Apple nailed this, unbelievably. I have an M1 MacBook and it’s truly black magic. It’s already the fastest computer I’ve ever used. I’d rather have stability during the Rosetta 2 stage than added complexity and bugs by introducing a new bleeding edge instruction set.




I'm eager for someone to run the Dan Luu style keyboard latency tests on their new M1 MacBooks.

It's the kind of fit & finish that I would expect Apple to obsess over.

http://danluu.com/keyboard-latency/


I suppose, but couldn't the same be said for the early 64-bit transition on Arm for Apple? They don't seem scared about biting off complexity today when they know they'll need it eventually.

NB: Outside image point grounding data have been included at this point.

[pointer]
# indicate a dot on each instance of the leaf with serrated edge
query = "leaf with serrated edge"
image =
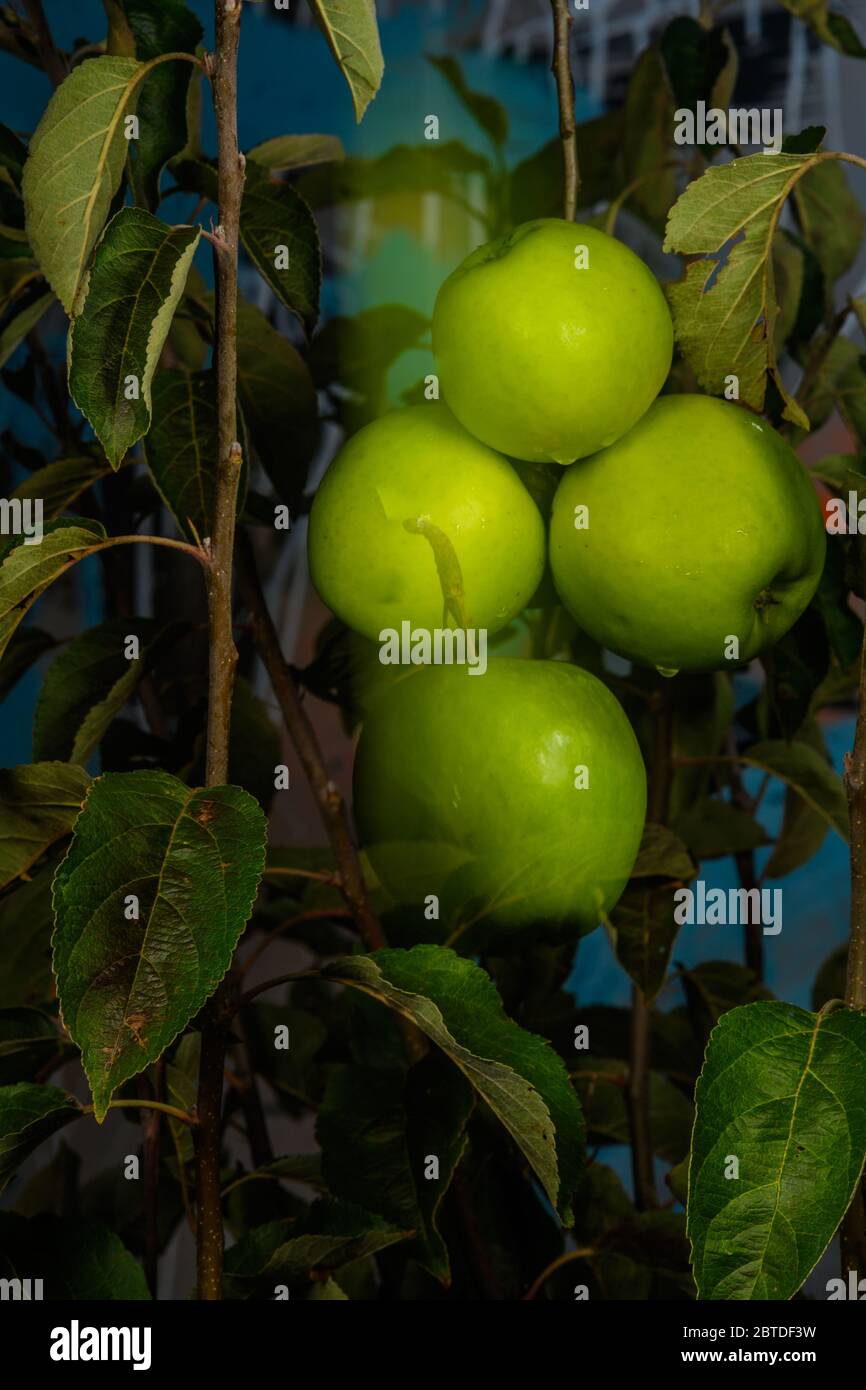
(783, 1091)
(516, 1072)
(193, 859)
(28, 1115)
(353, 38)
(727, 330)
(27, 570)
(38, 805)
(75, 166)
(123, 314)
(274, 216)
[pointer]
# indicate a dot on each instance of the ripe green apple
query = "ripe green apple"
(516, 797)
(697, 528)
(403, 498)
(552, 341)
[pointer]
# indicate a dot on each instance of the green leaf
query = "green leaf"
(278, 402)
(25, 941)
(38, 805)
(488, 113)
(830, 218)
(275, 223)
(713, 829)
(75, 166)
(377, 1132)
(353, 38)
(601, 1084)
(834, 29)
(15, 330)
(82, 1261)
(662, 854)
(28, 1115)
(295, 152)
(88, 685)
(160, 27)
(515, 1072)
(123, 314)
(27, 570)
(781, 1090)
(193, 859)
(27, 647)
(61, 483)
(644, 930)
(729, 328)
(181, 448)
(28, 1039)
(808, 773)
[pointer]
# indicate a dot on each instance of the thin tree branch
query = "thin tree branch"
(223, 656)
(331, 805)
(565, 89)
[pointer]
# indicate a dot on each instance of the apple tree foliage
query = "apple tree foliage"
(127, 888)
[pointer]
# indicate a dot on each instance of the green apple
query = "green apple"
(552, 341)
(694, 541)
(412, 503)
(516, 798)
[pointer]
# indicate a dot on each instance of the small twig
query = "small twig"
(565, 89)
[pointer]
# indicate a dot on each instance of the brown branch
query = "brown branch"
(223, 656)
(331, 805)
(560, 68)
(52, 61)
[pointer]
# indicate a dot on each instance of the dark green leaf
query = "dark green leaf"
(378, 1132)
(353, 38)
(38, 805)
(89, 684)
(489, 113)
(123, 314)
(275, 227)
(160, 27)
(28, 1115)
(781, 1091)
(193, 859)
(519, 1075)
(25, 648)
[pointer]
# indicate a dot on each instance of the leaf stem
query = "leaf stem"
(223, 656)
(560, 68)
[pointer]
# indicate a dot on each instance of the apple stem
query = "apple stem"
(565, 88)
(852, 1237)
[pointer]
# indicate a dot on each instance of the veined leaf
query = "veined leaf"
(61, 483)
(516, 1072)
(160, 27)
(38, 805)
(489, 114)
(88, 685)
(192, 858)
(280, 235)
(353, 38)
(729, 328)
(376, 1130)
(293, 152)
(781, 1091)
(28, 1115)
(27, 570)
(123, 314)
(278, 402)
(75, 166)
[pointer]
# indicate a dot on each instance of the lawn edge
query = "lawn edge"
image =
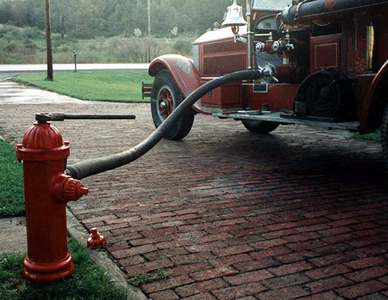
(27, 83)
(79, 233)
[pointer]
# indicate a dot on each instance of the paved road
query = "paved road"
(14, 93)
(300, 214)
(70, 67)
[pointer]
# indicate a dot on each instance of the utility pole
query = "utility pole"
(50, 72)
(149, 29)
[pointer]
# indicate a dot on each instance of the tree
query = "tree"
(50, 72)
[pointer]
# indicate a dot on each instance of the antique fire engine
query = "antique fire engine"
(327, 58)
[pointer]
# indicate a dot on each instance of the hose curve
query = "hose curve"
(99, 165)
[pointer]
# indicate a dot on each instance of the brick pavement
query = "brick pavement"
(231, 215)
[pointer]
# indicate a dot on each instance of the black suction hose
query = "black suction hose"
(99, 165)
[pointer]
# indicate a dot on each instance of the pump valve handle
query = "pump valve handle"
(46, 117)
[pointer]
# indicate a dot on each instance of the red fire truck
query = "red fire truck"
(328, 58)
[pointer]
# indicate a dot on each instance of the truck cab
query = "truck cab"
(328, 61)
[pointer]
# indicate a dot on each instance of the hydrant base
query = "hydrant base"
(48, 272)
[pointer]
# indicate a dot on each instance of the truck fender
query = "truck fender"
(181, 69)
(376, 99)
(184, 72)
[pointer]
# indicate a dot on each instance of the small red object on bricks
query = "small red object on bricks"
(96, 239)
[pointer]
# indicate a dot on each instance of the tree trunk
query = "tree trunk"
(63, 29)
(50, 73)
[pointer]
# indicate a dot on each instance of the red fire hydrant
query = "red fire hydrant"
(47, 191)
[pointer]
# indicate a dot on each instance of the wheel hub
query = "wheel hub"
(166, 102)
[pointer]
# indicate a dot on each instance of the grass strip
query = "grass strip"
(110, 86)
(11, 183)
(89, 281)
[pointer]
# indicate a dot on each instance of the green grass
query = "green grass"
(11, 183)
(149, 277)
(88, 282)
(114, 86)
(375, 136)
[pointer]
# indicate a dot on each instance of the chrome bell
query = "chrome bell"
(234, 16)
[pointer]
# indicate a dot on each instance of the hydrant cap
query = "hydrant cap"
(42, 136)
(42, 142)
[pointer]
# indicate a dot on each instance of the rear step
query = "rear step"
(286, 119)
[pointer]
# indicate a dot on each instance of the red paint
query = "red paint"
(330, 4)
(183, 71)
(96, 240)
(47, 190)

The other side of this is that we're now in a window where performance-sensitive developers are motivated to start looking at NEON and adding NEON support to existing SIMD code. Which is fine... but if SVE is the long-term answer and SVE will (as its goal) support better performance scaling of SIMD code with future processors, it seems like there's a real motivation for Apple to push developers into doing things "the right way" as early as possible.

Assuming (!) that SVE is indeed the future, missing it for the first few generations is shades of 32-bit-Intel-for-Apple -- a stop-gap with some remarkably long-tailed support costs, compared to jumping straight to x64.